Actually, I think this yin-and-yang contradiction exists right now, today — and probably existed at every moment since the beginning of recorded history.
These are America’s worst times under a ludicrous president who has uttered 7,600 countable lies and shut down part of the federal government in a temper tantrum. But life also is good, with full employment, booming prosperity and superb personal freedoms.
Writers like Chris Hedges are correct that right-wing greed is pulling America apart in ever-worse inequality, and that industrial pollution causes global warming that threatens the planet. But writers like Steven Pinker are correct in claiming that our “better angels” cause life to improve constantly, with fewer wars, fewer murders, fewer rapes, fewer cruelties, fewer ethnic persecutions and relentless retreat of other evils.
It is the best of times, it is the worst of times — and it always was.
The hero of Scaramouche was “born with a gift of laughter and a sense that the world is mad.” But that’s just half the story. Laughter can be dampened by grief and suffering. A better assessment of our ongoing carnival is the cliché: Life is a comedy to the person who thinks, and a tragedy to the person who feels.
Columnist Nicholas Kristof wrote that, despite daily horrors in the news, “2018 was the best year in human history.” He cited:
Each day, about 295,000 people around the world gained access to electricity for the first time.
Each day, about 305,000 got safe drinking water for the first time.
Each day, 620,000 more people acquired access to the Internet.
“Only about four percent of children worldwide now die by the age of five,” he wrote. “That’s still horrifying, but it’s down from 19 percent in 1960.”
Before the 1950s, more than half of humanity lived in extreme poverty, defined as less than $2 daily income. Now the ratio is below ten percent.
When I was young in the 1950s, gay sex was a felony — and it was a crime for stores to open on the Sabbath — and blacks were banned from white schools, restaurants, hotels, pools, neighborhoods and jobs — and it was a crime to buy a cocktail or look at something like a Playboy magazine — and a desperate girl who ended a pregnancy faced prison, along with her doctor. Our mayor once sent police to raid bookstores selling “Peyton Place.” Now all those Puritanical strictures have vanished. Human progress occurred.
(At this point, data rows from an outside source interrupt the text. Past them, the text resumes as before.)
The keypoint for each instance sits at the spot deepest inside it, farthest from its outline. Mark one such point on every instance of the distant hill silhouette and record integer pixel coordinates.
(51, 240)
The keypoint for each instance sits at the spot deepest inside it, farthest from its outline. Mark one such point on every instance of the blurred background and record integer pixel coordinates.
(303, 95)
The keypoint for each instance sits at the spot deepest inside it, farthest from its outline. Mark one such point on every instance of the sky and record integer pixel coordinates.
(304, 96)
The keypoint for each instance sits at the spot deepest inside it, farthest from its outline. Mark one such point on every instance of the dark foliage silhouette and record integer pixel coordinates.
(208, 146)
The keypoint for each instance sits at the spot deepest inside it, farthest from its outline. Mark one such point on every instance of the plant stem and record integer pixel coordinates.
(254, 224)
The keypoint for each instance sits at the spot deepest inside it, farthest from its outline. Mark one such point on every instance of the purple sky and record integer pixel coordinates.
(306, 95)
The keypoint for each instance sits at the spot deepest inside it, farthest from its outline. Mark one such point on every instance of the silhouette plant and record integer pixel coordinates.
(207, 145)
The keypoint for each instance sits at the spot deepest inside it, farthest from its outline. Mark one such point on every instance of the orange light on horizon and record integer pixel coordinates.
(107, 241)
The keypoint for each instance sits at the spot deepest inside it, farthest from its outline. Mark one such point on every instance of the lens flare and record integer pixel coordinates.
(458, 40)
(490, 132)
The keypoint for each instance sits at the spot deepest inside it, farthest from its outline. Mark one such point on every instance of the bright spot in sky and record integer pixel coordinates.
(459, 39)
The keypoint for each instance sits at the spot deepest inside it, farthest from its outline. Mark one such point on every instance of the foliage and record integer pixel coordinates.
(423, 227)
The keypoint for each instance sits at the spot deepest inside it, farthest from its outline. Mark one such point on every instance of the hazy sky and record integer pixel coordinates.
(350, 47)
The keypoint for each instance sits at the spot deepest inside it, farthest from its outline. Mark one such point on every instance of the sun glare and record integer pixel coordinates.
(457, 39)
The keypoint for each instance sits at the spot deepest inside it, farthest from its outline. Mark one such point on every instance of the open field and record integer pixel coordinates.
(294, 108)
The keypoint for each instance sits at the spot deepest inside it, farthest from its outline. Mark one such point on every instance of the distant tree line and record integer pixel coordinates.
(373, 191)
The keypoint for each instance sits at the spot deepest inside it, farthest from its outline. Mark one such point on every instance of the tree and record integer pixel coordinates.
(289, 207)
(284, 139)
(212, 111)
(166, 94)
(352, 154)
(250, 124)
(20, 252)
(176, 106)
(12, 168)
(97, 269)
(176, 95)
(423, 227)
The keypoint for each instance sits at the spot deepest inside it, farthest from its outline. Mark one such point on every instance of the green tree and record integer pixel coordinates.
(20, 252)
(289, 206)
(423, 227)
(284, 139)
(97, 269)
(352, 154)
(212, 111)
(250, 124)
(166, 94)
A century ago, average life expectancy was 48 years. Now it’s near 80, thanks mostly to medical science.
It’s true that the bizarre Trump era is the worst of times. But I have blind faith (perhaps fueled by wishful thinking) that Trump will fade into the muck from whence he came, and intelligent statecraft will return. I have hope that Democrats eventually will attain universal healthcare as a human right for everyone — and today’s ruinous college debts will cease — and other progressive goals will be achieved, one after another.
As we stumble toward that future, it will always be the best of times and the worst of times.
James Haught, syndicated by PeaceVoice, is editor emeritus of West Virginia’s largest newspaper, The Charleston Gazette-Mail.